L
enny was ordered to cover something up, and he couldn’t go through with it. So he knew he had no choice but to get out, to quit his life and set up a new one. I’m sorry, I thought he’d told you and your sister. He was planning to. Maybe he never got a chance.”
“How was he planning to ‘quit’ his life? What does that mean, exactly?”
“He’d begun to accumulate his assets—to gather cash, enough to buy him a new identity and a new life, and leave some for you and—your sister’s name was Wendy, perhaps?”
Rick nodded. He wondered how much Clarke knew about the cash, how much there was. “But where’d he get the cash?”
“He was paid very well by one of his clients—the one he’d become fearful of—and he always lived modestly. And on top of that, to be honest, I think he skimmed money off of the cash he’d amassed for this client. He wasn’t troubled by the morality of it, I have to say. He called it ‘stealing from thieves.’”
“How could he disappear?”
“The same way I did. You do know that Clarke isn’t my real name, don’t you?”
“No.”
“So you don’t know . . . Your dad stood by me when no one else would.”
“Stood by you how?”
“Lenny was a hero. Back in the day, he’d take cases no other lawyer would take. Like mine. My real name is Herbert Antholis. You might have heard the name . . . ?”
Rick shook his head. “I don’t think so. Should I know who you are?”

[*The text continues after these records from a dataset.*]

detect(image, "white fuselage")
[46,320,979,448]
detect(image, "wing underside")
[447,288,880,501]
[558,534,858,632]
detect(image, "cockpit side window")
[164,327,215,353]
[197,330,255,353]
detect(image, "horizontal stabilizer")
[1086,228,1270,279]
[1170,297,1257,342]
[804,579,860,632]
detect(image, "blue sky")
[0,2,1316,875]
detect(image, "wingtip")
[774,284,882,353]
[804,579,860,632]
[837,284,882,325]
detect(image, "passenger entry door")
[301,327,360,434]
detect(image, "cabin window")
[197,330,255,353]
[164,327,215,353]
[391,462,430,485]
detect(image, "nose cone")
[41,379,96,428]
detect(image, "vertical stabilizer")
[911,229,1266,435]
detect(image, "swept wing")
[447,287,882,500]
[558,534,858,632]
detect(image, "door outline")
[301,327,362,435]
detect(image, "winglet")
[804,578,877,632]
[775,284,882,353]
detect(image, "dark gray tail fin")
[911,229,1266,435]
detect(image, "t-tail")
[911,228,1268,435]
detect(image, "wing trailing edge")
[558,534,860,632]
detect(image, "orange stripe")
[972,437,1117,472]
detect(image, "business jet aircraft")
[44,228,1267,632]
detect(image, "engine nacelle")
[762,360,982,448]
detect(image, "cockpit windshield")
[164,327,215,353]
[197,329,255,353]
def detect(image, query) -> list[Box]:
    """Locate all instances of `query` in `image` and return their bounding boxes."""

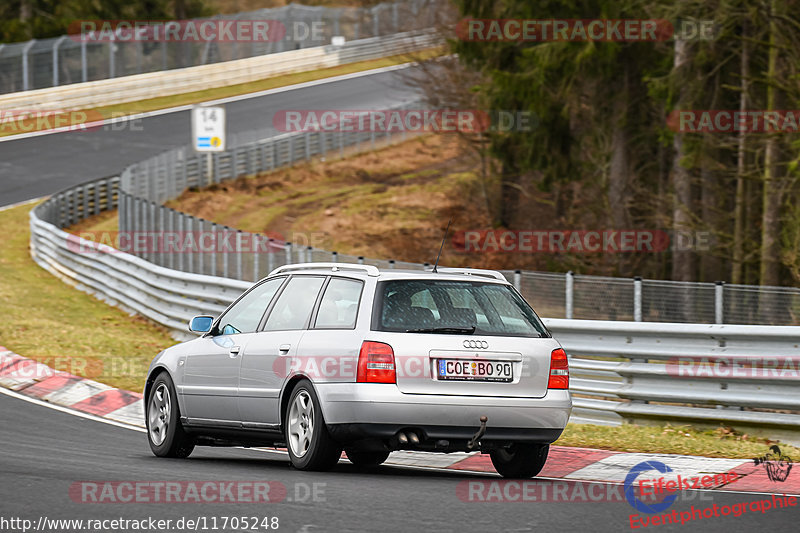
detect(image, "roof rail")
[269,263,380,277]
[432,267,508,281]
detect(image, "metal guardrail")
[0,0,442,94]
[545,319,800,434]
[0,30,443,112]
[30,204,800,432]
[21,29,800,434]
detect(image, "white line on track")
[0,380,782,496]
[0,196,47,212]
[0,62,416,143]
[0,387,146,433]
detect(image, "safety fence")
[30,206,800,434]
[25,123,800,441]
[0,0,443,94]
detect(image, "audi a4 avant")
[144,263,572,478]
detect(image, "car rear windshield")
[372,280,550,337]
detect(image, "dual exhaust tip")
[396,416,489,450]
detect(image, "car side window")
[314,278,364,329]
[217,277,286,335]
[264,276,325,331]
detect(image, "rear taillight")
[547,348,569,389]
[356,341,397,383]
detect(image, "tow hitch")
[467,415,489,450]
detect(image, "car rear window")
[372,280,549,337]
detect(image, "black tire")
[283,379,342,471]
[490,443,550,479]
[144,372,195,458]
[344,449,389,468]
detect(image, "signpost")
[192,107,225,184]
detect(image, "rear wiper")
[406,326,477,333]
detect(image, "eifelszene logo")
[753,446,792,482]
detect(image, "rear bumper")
[315,383,572,443]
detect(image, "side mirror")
[189,315,214,333]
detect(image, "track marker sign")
[192,107,225,152]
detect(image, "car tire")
[144,372,195,458]
[344,449,389,468]
[490,443,550,479]
[284,379,342,471]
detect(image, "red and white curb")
[0,347,800,495]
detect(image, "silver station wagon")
[144,263,572,478]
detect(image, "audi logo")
[464,340,489,350]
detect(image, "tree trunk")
[759,0,781,285]
[731,21,750,283]
[672,39,694,281]
[608,63,630,229]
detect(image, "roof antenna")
[433,218,453,274]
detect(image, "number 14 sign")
[192,107,225,152]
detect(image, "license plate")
[436,359,514,383]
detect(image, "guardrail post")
[564,270,575,319]
[267,239,278,274]
[108,30,117,78]
[633,276,642,322]
[249,238,259,282]
[53,35,67,87]
[222,226,230,278]
[236,230,244,279]
[168,209,178,270]
[156,205,167,266]
[714,281,725,324]
[22,39,36,91]
[184,215,194,273]
[175,211,186,272]
[81,36,89,83]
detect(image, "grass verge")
[0,48,445,137]
[7,197,800,459]
[0,205,175,391]
[555,424,800,459]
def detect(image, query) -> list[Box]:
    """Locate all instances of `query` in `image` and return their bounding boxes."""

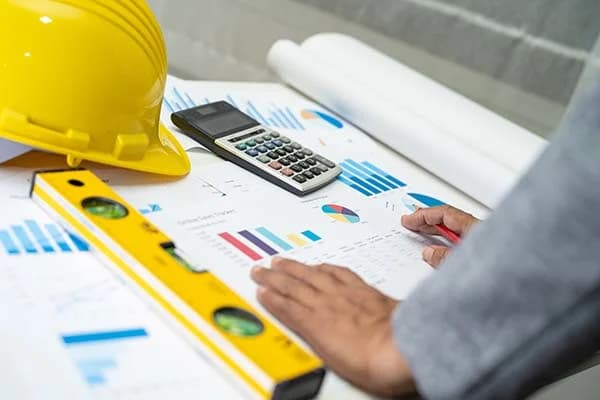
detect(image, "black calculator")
[171,101,342,196]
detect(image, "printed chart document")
[0,72,486,399]
[0,163,242,400]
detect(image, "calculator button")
[257,156,271,164]
[269,161,283,170]
[292,175,306,183]
[281,168,294,176]
[315,154,335,168]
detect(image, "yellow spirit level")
[31,170,325,400]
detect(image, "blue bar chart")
[61,328,148,387]
[163,86,305,130]
[219,226,322,261]
[338,159,406,197]
[0,219,90,256]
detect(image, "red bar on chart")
[219,232,262,261]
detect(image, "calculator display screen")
[193,109,259,139]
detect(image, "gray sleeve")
[393,86,600,399]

Clarke—Antholis?—tipped his head and gave that crooked half smile that Rick remembered well. “Those days are long gone, I guess, and just as well. I used to be a member of the Weather Underground. Back in the days before that was a weather website. We were student radicals. We all had copies of Mao’s little red book, and we were convinced that old Chairman Mao was right, that political power grows out of a gun.

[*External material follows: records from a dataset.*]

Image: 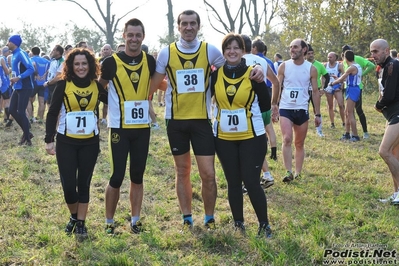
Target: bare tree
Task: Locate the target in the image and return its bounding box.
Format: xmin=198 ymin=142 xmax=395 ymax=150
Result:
xmin=39 ymin=0 xmax=148 ymax=45
xmin=204 ymin=0 xmax=280 ymax=37
xmin=204 ymin=0 xmax=245 ymax=34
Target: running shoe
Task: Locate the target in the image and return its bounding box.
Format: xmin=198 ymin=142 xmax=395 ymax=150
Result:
xmin=316 ymin=130 xmax=324 ymax=138
xmin=260 ymin=172 xmax=274 ymax=188
xmin=130 ymin=221 xmax=143 ymax=234
xmin=234 ymin=221 xmax=245 ymax=234
xmin=379 ymin=192 xmax=398 ymax=203
xmin=294 ymin=174 xmax=302 ymax=179
xmin=180 ymin=220 xmax=193 ymax=234
xmin=205 ymin=218 xmax=216 ymax=231
xmin=349 ymin=136 xmax=360 ymax=142
xmin=242 ymin=185 xmax=248 ymax=195
xmin=391 ymin=192 xmax=399 ymax=205
xmin=105 ymin=224 xmax=115 ymax=235
xmin=340 ymin=134 xmax=351 ymax=140
xmin=283 ymin=171 xmax=294 ymax=183
xmin=75 ymin=221 xmax=89 ymax=241
xmin=258 ymin=223 xmax=272 ymax=238
xmin=65 ymin=217 xmax=77 ymax=235
xmin=6 ymin=119 xmax=13 ymax=127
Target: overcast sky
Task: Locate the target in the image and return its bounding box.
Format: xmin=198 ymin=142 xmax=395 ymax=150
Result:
xmin=0 ymin=0 xmax=250 ymax=49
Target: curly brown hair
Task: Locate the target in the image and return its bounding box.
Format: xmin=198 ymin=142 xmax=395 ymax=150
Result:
xmin=61 ymin=48 xmax=100 ymax=81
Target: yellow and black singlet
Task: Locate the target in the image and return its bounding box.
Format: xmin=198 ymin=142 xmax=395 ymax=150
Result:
xmin=214 ymin=67 xmax=265 ymax=140
xmin=108 ymin=52 xmax=151 ymax=128
xmin=58 ymin=81 xmax=99 ymax=139
xmin=166 ymin=42 xmax=211 ymax=120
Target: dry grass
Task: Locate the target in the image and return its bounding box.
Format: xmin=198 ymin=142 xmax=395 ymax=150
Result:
xmin=0 ymin=90 xmax=399 ymax=265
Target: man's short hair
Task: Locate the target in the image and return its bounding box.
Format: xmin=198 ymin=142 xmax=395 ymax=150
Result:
xmin=241 ymin=34 xmax=252 ymax=53
xmin=342 ymin=44 xmax=353 ymax=53
xmin=31 ymin=46 xmax=40 ymax=55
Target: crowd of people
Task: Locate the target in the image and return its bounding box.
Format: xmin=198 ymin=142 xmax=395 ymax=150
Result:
xmin=0 ymin=10 xmax=399 ymax=240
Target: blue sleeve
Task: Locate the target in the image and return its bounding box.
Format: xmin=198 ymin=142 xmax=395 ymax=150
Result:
xmin=19 ymin=52 xmax=35 ymax=79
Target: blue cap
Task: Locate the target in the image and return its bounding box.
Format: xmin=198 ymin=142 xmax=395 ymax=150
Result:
xmin=8 ymin=35 xmax=22 ymax=47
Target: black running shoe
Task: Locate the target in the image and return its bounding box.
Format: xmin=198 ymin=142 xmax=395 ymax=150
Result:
xmin=258 ymin=223 xmax=272 ymax=238
xmin=75 ymin=221 xmax=89 ymax=241
xmin=130 ymin=221 xmax=143 ymax=234
xmin=234 ymin=221 xmax=245 ymax=234
xmin=205 ymin=218 xmax=216 ymax=231
xmin=65 ymin=217 xmax=77 ymax=235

“Well, we were protesting the US bombing of Hanoi in 1972—we were planning to break into an army recruiting center in downtown Boston and steal records. But I was the low man on the totem pole, and what I didn’t know, what they didn’t tell me, was that my comrades were actually planning to set off a pipe bomb there. I was driving the car, and my job was to wait for my comrades to come back and then hightail it out of there. Only later did I find out that an army sergeant, the guy who ran the recruiting center, was killed when the bomb went off. A father of four kids. That wasn’t part of the plan at all. No one told me. But after we were arrested and charged, it didn’t make a difference that I was at the bottom of the totem pole. A grand jury indicted me, and the district attorney was going for the maximum sentence he could get—life in prison. I mean, I drove the getaway car, so I knew I was culpable. I deserved some kind of prison sentence. But not life. Your father took my case and he believed in me. He worked his butt off. But he knew I could never get a fair trial. I said to your dad, ‘What are my odds?’ and he said, ‘Frankly, they’re bad.’ I told him I’d have to make a run for it, go underground like some of my Weather Underground comrades did. He said, ‘Do you know what kind of position that puts me in?’ But he helped me anyway. It was a lot easier to disappear back in the early seventies. I got some fake papers made and moved to rural New Hampshire and set up a new life. No one knows, not my neighbors or my friends in town. They just know me as a sugar maker.”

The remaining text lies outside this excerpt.